Compared to other youth age groups, adolescents in particular have the lowest quality diets and the highest rates of obesity in the United States. Childhood and teen obesity has increased over the last several decades and rates are at an all-time high in the United States and California, specifically. As obesity in formative years progresses into adulthood, it is imperative that measures be taken to slow this trajectory.
This concern prompts the need for novel obesity prevention programs. One potential contributor is a lack of food literacy, which involves having the knowledge and skills necessary to make healthy dietary choices. However, programs aimed at improving food literacy in adolescents are lacking. Therefore, there is a need for development of an adolescent food literacy curriculum to complement obesity prevention programs in order to address adolescent obesity.
In 2011, a UCANR Competitive Grant funded the development of the Shaping Healthy Choices Program (SHCP), a multi-component nutrition program aimed at improving youth health outcomes and features the use of garden-enhanced curricula. The SHCP has been implemented in several counties across California, targeting 4th- through 6th-graders, resulting in improvements to BMI percentiles, vegetable consumption, and physical activity patterns. Thus, the Center for Nutrition in Schools (CNS), in partnership with UC ANR and UCCE, expanded the reach of the SHCP to teens in addition to younger youth.
While the project was well-received by participants and their parents, teen teachers were only able to deliver the lessons with 45% fidelity. This value is below the 80% goal established by previous studies.
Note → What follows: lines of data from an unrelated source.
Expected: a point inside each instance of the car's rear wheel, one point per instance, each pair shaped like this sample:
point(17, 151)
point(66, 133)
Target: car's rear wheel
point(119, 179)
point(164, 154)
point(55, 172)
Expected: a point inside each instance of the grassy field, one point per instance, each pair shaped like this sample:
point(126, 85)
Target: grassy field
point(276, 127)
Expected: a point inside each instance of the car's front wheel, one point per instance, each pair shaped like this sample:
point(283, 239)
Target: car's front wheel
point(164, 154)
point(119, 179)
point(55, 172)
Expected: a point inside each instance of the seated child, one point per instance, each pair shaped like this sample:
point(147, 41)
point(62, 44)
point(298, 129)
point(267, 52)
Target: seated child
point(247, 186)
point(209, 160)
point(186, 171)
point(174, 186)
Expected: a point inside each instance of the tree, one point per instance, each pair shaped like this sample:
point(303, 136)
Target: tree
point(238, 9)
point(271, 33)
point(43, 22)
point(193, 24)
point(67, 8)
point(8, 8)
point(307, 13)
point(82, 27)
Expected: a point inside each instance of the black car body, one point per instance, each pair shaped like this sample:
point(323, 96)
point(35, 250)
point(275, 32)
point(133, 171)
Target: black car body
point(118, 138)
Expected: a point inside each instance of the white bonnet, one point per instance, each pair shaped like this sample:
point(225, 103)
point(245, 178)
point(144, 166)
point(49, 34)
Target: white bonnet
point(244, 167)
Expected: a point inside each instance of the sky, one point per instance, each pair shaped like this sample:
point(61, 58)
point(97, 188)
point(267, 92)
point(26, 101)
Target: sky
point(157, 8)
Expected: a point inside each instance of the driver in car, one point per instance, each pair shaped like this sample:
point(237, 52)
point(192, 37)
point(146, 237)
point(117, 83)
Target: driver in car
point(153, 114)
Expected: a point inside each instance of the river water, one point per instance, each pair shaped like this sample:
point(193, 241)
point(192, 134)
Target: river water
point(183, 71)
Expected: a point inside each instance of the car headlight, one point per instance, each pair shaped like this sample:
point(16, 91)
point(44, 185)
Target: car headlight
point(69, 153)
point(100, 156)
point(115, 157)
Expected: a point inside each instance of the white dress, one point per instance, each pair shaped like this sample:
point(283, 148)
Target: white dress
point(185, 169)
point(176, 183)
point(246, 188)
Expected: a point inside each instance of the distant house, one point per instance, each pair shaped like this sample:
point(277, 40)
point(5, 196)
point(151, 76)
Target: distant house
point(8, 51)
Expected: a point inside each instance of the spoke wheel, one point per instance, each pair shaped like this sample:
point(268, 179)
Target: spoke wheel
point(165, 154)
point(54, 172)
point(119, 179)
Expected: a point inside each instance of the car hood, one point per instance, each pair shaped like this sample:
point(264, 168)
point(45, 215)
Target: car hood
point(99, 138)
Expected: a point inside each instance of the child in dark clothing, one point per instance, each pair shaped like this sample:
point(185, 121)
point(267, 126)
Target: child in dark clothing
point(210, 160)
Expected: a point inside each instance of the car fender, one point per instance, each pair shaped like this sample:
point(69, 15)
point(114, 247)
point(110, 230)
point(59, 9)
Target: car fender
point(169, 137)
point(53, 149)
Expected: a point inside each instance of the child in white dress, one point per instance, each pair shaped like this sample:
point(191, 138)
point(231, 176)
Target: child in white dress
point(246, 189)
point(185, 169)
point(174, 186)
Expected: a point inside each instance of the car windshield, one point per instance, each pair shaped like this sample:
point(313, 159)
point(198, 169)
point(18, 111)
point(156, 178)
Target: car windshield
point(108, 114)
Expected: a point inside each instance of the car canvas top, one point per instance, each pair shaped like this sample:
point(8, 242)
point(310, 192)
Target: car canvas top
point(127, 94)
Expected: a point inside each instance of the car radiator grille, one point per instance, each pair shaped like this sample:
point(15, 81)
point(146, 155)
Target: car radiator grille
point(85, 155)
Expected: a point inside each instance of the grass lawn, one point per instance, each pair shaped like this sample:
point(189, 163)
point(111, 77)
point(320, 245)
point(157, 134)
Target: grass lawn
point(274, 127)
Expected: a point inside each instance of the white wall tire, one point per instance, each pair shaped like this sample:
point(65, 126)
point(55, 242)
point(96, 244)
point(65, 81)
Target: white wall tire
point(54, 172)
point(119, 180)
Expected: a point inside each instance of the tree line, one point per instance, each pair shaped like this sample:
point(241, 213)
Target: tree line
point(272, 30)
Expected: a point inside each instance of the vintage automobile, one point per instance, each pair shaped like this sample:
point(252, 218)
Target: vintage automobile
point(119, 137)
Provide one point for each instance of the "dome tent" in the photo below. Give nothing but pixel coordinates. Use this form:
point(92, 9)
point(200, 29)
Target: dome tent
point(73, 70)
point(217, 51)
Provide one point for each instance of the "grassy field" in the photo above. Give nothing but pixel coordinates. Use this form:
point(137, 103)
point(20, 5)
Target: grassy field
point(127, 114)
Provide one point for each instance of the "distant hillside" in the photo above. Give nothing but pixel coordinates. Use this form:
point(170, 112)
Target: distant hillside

These results suggest that teen teachers need education in foundational concepts before they can effectively implement the SHCP. This provided the impetus for the development of a food literacy curriculum for teens. The new interactive hands-on curriculum, Teens CAN: Comprehensive Food Literacy in Cooking, Agriculture, and Nutrition, was developed to educate high school-aged adolescents in a variety of settings, including out-of-school programs such as 4-H. Through this curriculum, teens will explore food literacy by building skills and knowledge that will enable them to make healthy dietary choices to support their future health.